April 25, 2020 - 6:39 am

Gigi Ruthie, thank you. What a sweet comment. My father in law and my husband have used their roles to lead people to the Lord. In fact, that’s one of the reasons my father in law purchased their funeral home over 25 years ago – because he knew people needed God in those final last days of life. It is a ministry in many ways, even if it is still an occupation. Yes, a Christian funeral director is a blessing (and I say that as an outsider and with no bias).
Diane, thank you. I’m humbled.
Katie and Kim, thank you …

April 25, 2020 - 12:41 am

Ruthie Dear Gigi, This post brought tears to my eyes. To find a Christian mortician is rare in this day and age. His job is one that few would want but that is so very important to all of us. We look for comfort and closure and dignity for our loved ones when God calls them home, and I’m sure your husband has pointed many toward the Saviour. He deals with so much during his days, and you provide a loving home so very full of life!! What an absolute blessing you and your family must be to him and what a loving tribute you’ve given him! God matched you both up perfectly. Thankyou for sharing your life with us.
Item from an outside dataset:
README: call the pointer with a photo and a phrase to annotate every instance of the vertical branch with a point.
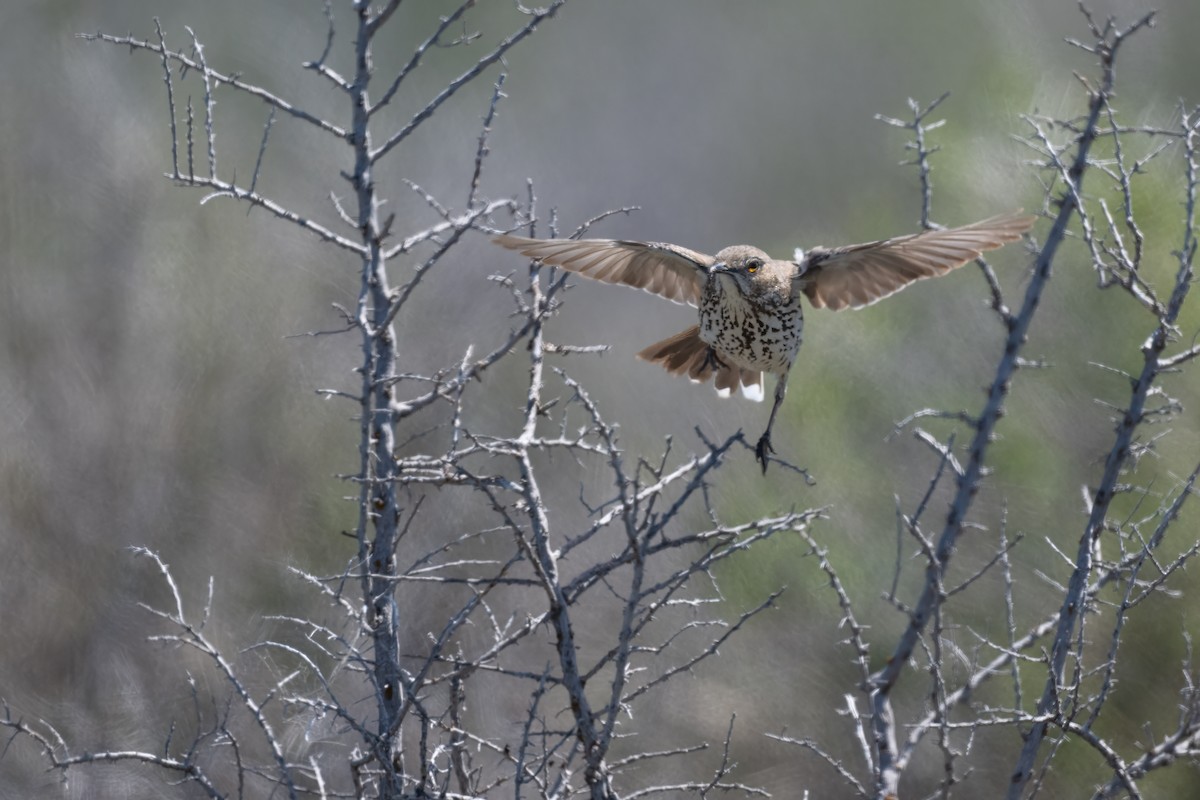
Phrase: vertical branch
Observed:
(1073, 605)
(377, 467)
This is a very safe and peaceful place to come…my favorite by far!
Warmly, Ruthie

April 24, 2020 - 9:02 pm

Gramma cardinal Wonderful post! Love you All!

April 24, 2020 - 4:08 pm

Diane Wow! Just wow! This is the best blog post I have ever read from you, and there have been many! How beautiful. Prayers for your husband and family. ~Diane

April 24, 2020 - 1:52 pm

Katie This is such a heartfelt love tribute! May God in His glory keep you all safe and bless the work of all responders! Will keep you in our prayers.

April 24, 2020 - 10:12 am

kim Wow, definitely food for thought! Thanks for sharing that.

April 24, 2020 - 10:11 am

kim Wow, Definitely food for thought! Thank you for sharing!